Frei, fair und lebendig – die Macht der Commons

Beim Commoning steht nicht der Besitz einer Sache im Mittelpunkt des Interesses, sondern seine Nutzung zum Wohle aller. Ein Kommentar von Christian Schorsch zum 2019 erschienenen Buch von Silke Helfrich und David Bollier.


von Christian Schorsch

Was sind Commons?

Stellt euch vor, ihr sitzt in einem größeren Treffen und stellt fest, dass es einiges Wichtiges zu notieren gäbe. Jedoch nur eine einzige Teilnehmerin hat daran gedacht, einen Stift mitzubringen. Nehmen wir an, diese Teilnehmerin braucht ihren Stift auch gar nicht selbst und bekommt nun diverse Anfrage von anderen, die den Stift gern nutzen möchten. Falls sie partout nicht mag, ist jedwedes Verhandeln bereits an dieser Stelle unterbunden. Der Stift ist schließlich ihr Eigentum. Es steht ihr sogar frei, den Stift im Angesicht aller zu zerbrechen.

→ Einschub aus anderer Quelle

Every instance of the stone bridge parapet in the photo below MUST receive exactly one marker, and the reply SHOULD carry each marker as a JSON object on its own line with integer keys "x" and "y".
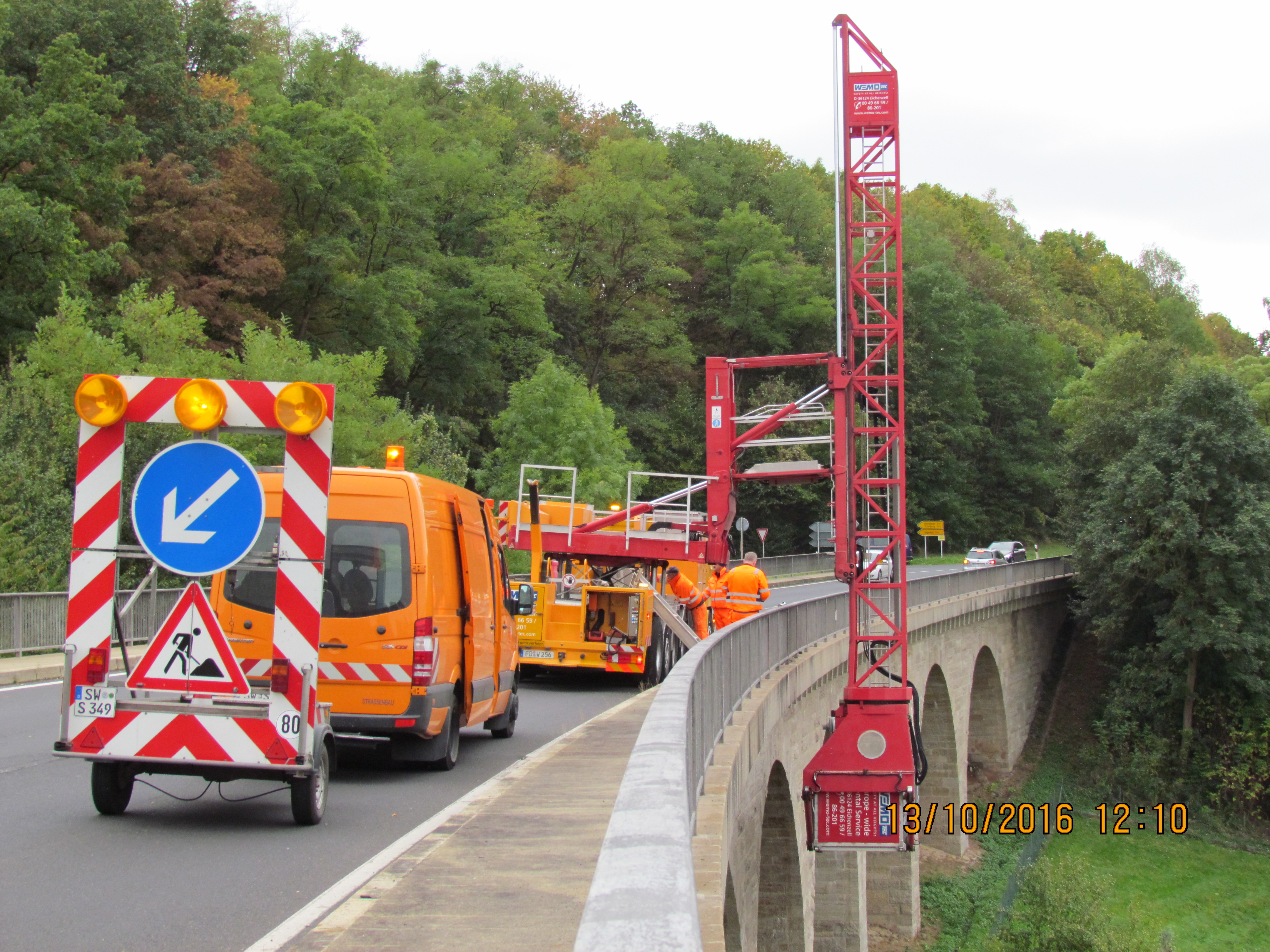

Im wohlgesonnenen anderen Fall ist zwar so ein Stift kein sonderlich wertvolles Objekt, aber stellen wir uns vor, die Stiftbesitzerin möchte sich dennoch absichern, keinen Schaden oder Verlust davon zu tragen – oder sie möchte sogar einen Gewinn aus dieser Situation ziehen. Damit hätte sie die Möglichkeit, den Stift an einen Interessenten zu verkaufen, der ihn dann vielleicht wiederum weiterverkauft und so fort. Oder sie kommt auf die Idee, ihn meistbietend zu versteigern. Oder auf den Gedanken, eine Leihgebühr für ein befristetes Nutzungsrecht zu erheben. In all diesen Fällen passiert eines: der Stift wird zur Ware und die Teilnehmenden beginnen, in Konkurrenz und Handelsbeziehungen miteinander zu treten, wobei in der Regel nicht alle gleichermaßen gewinnen.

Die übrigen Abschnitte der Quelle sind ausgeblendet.